The women of our network have pulled together to optimize use of every resource at our disposal. Informal systems of trades and barters have been activated, initiating a new paradigm for surviving a rough economy. Information networks have been mobilized to help women tackle everything from public school admission and public health benefits, to nutrition and alternative income strategies for stay-at-home mothers. Women from all walks of life, of all races have created a new community based on cooperation, support, sharing, teaching, and learning.
I believe that this is what women from all around the world have done for thousands of years. Circles of sisterhood are nothing new. What is fresh and inspiring to me is that, somehow, we have managed to renew these bonds in a social context and political climate that seems to suggest everything but this sort of productive unification of people and interests.
Scholars, artists, journalists, teachers, lawyers, workers, community leaders. Work at home. Stay at home. Working. Straight, bisexual, lesbian. All mommies. All powerful. All together.

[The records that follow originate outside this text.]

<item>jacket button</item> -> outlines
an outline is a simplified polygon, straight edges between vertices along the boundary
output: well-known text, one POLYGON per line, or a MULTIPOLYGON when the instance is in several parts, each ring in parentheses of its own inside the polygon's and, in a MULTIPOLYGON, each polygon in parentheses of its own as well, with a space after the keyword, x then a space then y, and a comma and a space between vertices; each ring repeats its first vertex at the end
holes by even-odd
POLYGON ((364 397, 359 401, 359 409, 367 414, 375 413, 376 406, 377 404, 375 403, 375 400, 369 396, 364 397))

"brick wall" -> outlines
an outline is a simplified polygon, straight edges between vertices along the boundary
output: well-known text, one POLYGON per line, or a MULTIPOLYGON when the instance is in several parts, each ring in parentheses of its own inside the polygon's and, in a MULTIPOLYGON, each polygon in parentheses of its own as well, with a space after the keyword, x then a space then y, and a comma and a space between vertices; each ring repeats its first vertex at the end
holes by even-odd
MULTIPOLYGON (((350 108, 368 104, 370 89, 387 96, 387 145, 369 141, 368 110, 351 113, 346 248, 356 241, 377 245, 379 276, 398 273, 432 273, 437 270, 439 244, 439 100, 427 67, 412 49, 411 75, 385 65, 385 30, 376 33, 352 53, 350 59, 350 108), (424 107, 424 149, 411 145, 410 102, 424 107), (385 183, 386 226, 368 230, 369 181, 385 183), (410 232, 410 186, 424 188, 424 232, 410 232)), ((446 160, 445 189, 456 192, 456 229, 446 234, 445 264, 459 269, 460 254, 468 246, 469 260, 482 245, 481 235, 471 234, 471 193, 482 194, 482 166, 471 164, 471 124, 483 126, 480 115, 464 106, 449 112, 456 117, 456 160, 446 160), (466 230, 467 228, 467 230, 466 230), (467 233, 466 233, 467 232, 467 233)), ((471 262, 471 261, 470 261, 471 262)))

One of the most moving testaments to our sisterhood was a collective effort to support a displaced woman from Los Angeles who birthed a premature baby boy while on vacation in New York City. In addition to having her son placed in the Neo-Natal Intensive Care Unit of a local hospital indefinitely, she was left with no job, home, or health insurance in a strange city. Upon learning of her predicament, one of the mother's posted the situation on our network, and within hours, networks and resources were mobilized to support her. Baby clothing and breastfeeding pumps located. Public health insurance protocols explained. And most importantly, love and support expressed by a virtual community of strangers committed to helping a fellow sister.
We meet each other on trains and in doctor’s offices. On the street or in play groups. At daycare centers or other places in our local neighborhoods. And there are daddies, too. They aren’t official members, but they stand with us and contribute where they can – or where we let them- respecting our space and power.
In all of our many exchanges on nutrition, health, parenting, relationships, and community building, nothing stands out more than our earnest commitment to honesty and acceptance. In this, we have found communion and sisterhood, expressed through the sharing resources, networks, and ideas. We have also harnessed the heart of our collective strength as women in a society that systemically excludes "real women" in their beauty, complexity, and power.
From a simple online community, I have realized that the fabled Super Mom is truly dead. She never existed. And we are the true Super Women, profoundly beautiful and flawed at once. Perfect in our imperfection. And we are not alone.